The Dominion Post
REEDSVILLE — Sam was a little lazy on the lope, but his rail work was good.
The big guy had a sweet disposition, too, which Kayla Knisley also appreciated.
Especially since the diminutive rider needed a footstool to help her hop onto the saddle across Sam’s back.
“I think it went pretty well,” said Knisley, who is on the equestrian team at Ohio State University.
“I was just focusing on him. I didn’t really notice anything else out there. That’s how you have to be when you’re competing in these things.”
This particular thing at Reedsville on Sunday was a semifinal competition for the Intercollegiate Horse Show Association (ISHA).
The ISHA was formed in 1967 as a way to give the horseback riding experience to college students who didn’t grow up on farms or have parents who played polo.
Galloping infrastructure
The event was hosted by WVU’s Western Equestrian Team at the J.W. Ruby Research Farm, a 995-acre tract about 20 minutes east of Morgantown, in Reedsville.
A $6.7 million gift from the Hazel Ruby McQuain Charitable Trust three years ago is helping the university transform its property into a thoroughbred facility, with an indoor riding arena, nearly 50 portable stalls and other amenities.
Crystal Smith, a WVU professor who helped organize the gathering, said the first phase of the renovation should be completed next month.
“The ISHA event was the first since the facelift,” Smith said.
She teaches animal and nutritional sciences in WVU’s Davis College of Agriculture, Natural Resources and Design, which is also home to an equestrian studies minor.
“Well, we are obviously very excited,” she said of the two-day event, which wrapped up Sunday.
“We have schools here from Rhode Island to California.”
Mutual trust
Counting Knisley, there were 90 riders in all, putting horses through a regimen which included the aforementioned lope (not quite a gallop), plus jumping and other precision maneuvers, such as turning, jumping, stopping and even backing up, mid-stride. Knisley’s earlier compliment about Sam’s work on rail meant she was pleased he felt comfortable enough with her at the reins to skirt the barricades of the area, where horses often get spooked.
Perhaps the ultimate equestrian challenge came in the fact that the riders and their horses didn’t know one another — until it was time to enter the arena.
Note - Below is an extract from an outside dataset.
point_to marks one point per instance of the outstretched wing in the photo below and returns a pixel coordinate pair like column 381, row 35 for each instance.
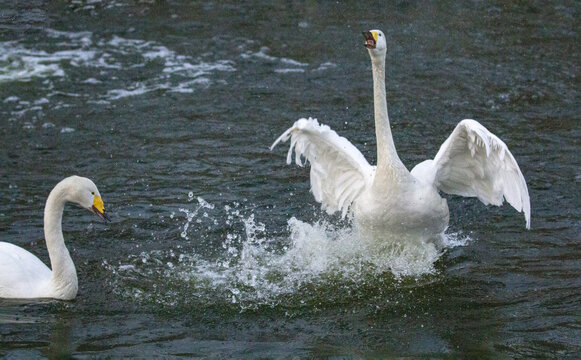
column 476, row 163
column 339, row 172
Local breeders and other teams supply the horses for IHSA events. Knisley and Sam, for example, made their acquaintances about five minutes before show time.
“You’re sizing up the horse, and he’s sizing you up, as well,” Knisley said. “I’m thinking he holds back a little bit,” she said of Sam, “but the next person who rides him will figure that out.”
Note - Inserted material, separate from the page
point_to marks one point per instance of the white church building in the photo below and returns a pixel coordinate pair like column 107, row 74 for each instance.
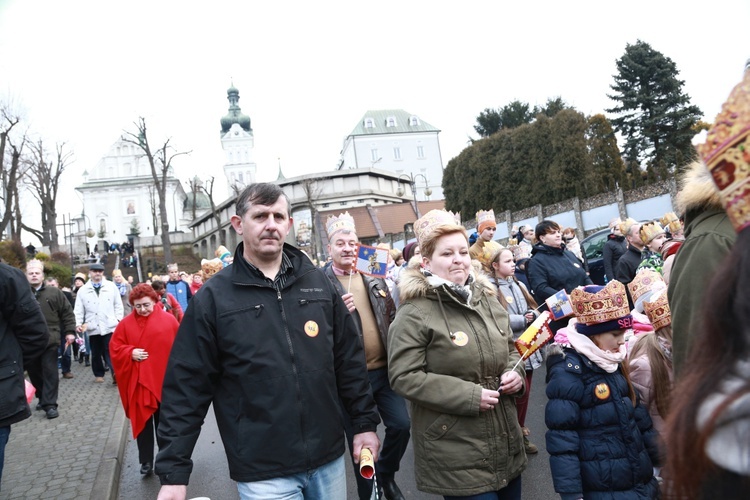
column 119, row 195
column 398, row 142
Back in the saddle (again)
When it comes to being a horsewoman, meanwhile, Knisley doesn’t hold back at all — even if she does have a major at Ohio State, which, at first glance, doesn’t seem like it would fit the saddle at all.
Knisley, a Chillicothe, Ohio, native who has been riding since she was 2, is a fashion merchandising senior who has gotten her outfits dirty more than once in competition.
At the WVU farm on Sunday, Knisley was done out in the standard uniform: A crisp Stetson, an ornately beaded jacket and boots buffed to a high shine.Once during a competition, she remembered, with a rueful chuckle, she took a nasty spill in the arena, which bucked the bling from her ensemble.
“Yeah, I ended up with a mouthful of sand. Which was better than what it could have been.”